It is another object of the present invention to provide a method for manufacturing a scaffold matrix for bone grafting, which is based on mammalian teeth and can be applied instead of allografts.
It is a further object of the present invention to provide a method for manufacturing a scaffold matrix for bone grafting, which is based on mammalian teeth and can be used as a xenograft.
It is another object of the present invention to provide a mammalian tooth-based substrate that can be safely used as a bone substitute in allograft and xenograft applications.
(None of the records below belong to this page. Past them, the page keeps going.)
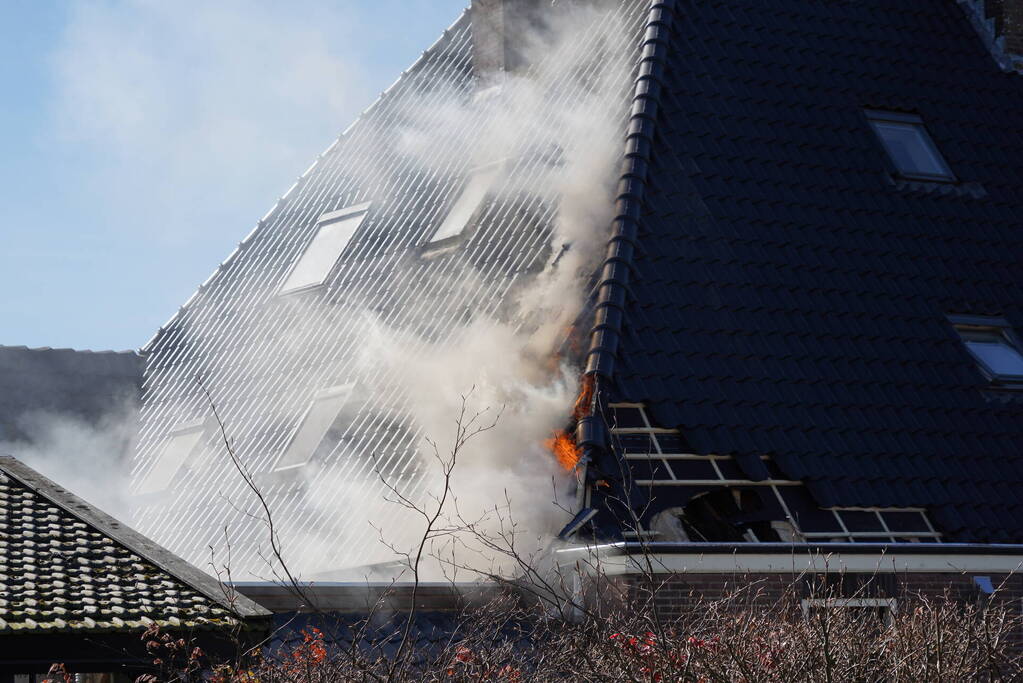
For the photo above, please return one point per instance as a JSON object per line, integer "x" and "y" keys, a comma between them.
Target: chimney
{"x": 1008, "y": 16}
{"x": 502, "y": 31}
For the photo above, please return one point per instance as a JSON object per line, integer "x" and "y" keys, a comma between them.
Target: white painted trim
{"x": 611, "y": 561}
{"x": 739, "y": 483}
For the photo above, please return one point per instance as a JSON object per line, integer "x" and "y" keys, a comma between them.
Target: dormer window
{"x": 465, "y": 207}
{"x": 909, "y": 146}
{"x": 334, "y": 231}
{"x": 994, "y": 347}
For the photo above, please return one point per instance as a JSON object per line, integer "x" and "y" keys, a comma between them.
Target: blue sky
{"x": 141, "y": 140}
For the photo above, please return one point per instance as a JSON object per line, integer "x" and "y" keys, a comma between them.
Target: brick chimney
{"x": 501, "y": 32}
{"x": 1008, "y": 16}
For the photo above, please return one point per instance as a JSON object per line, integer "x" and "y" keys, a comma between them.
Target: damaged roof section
{"x": 67, "y": 566}
{"x": 791, "y": 289}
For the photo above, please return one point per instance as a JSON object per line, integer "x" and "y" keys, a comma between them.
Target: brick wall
{"x": 675, "y": 594}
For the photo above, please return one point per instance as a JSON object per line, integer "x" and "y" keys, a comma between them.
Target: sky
{"x": 140, "y": 140}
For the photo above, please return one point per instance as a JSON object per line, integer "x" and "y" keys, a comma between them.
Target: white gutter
{"x": 628, "y": 558}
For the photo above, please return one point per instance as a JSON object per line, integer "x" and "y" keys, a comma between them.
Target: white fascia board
{"x": 611, "y": 561}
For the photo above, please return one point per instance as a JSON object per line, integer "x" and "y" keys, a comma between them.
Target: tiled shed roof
{"x": 65, "y": 566}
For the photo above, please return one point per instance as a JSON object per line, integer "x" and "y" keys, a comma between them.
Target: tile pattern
{"x": 59, "y": 574}
{"x": 264, "y": 357}
{"x": 789, "y": 297}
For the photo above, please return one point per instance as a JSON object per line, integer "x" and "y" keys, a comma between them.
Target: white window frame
{"x": 346, "y": 391}
{"x": 354, "y": 216}
{"x": 459, "y": 214}
{"x": 167, "y": 475}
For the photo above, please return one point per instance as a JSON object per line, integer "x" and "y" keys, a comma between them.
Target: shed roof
{"x": 67, "y": 566}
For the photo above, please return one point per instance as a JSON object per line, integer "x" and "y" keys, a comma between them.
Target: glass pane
{"x": 179, "y": 446}
{"x": 322, "y": 254}
{"x": 1001, "y": 358}
{"x": 314, "y": 427}
{"x": 910, "y": 149}
{"x": 465, "y": 205}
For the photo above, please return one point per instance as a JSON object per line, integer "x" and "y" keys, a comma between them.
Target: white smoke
{"x": 87, "y": 457}
{"x": 506, "y": 483}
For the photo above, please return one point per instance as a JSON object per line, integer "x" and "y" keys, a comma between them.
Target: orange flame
{"x": 565, "y": 449}
{"x": 585, "y": 399}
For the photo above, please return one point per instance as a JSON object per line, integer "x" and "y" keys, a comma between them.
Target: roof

Other objects and advantages of the invention will appear as the description proceeds.
Disclosure of Invention
The present invention provides a bone graft or bone substitute comprising a non-cellular powder of crushed mammalian teeth or bone or parts thereof, which is extracted with a hydroxide of an alcohol and heated to a temperature of 110 ℃ to 190 ℃. In one embodiment, the present invention provides a bone graft or bone substitute comprising crushed non-cellular powder of mammalian teeth or bone or parts thereof extracted with hydroxide of an alcohol and positively reacted with an anti-RGD antibody. The present invention also provides a bone graft or bone substitute comprising a non-cellular powder of crushed mammalian teeth or bones or parts thereof, which is extracted with hydroxide of an alcohol, heated to a temperature of 110 ℃ to 190 ℃, and preferably positively reacted with an anti-RGD antibody. In one embodiment, the bone graft or bone substitute of the present invention is used as an autograft or allograft. In an important embodiment, the bone graft or bone substitute of the present invention is safely used as a xenograft.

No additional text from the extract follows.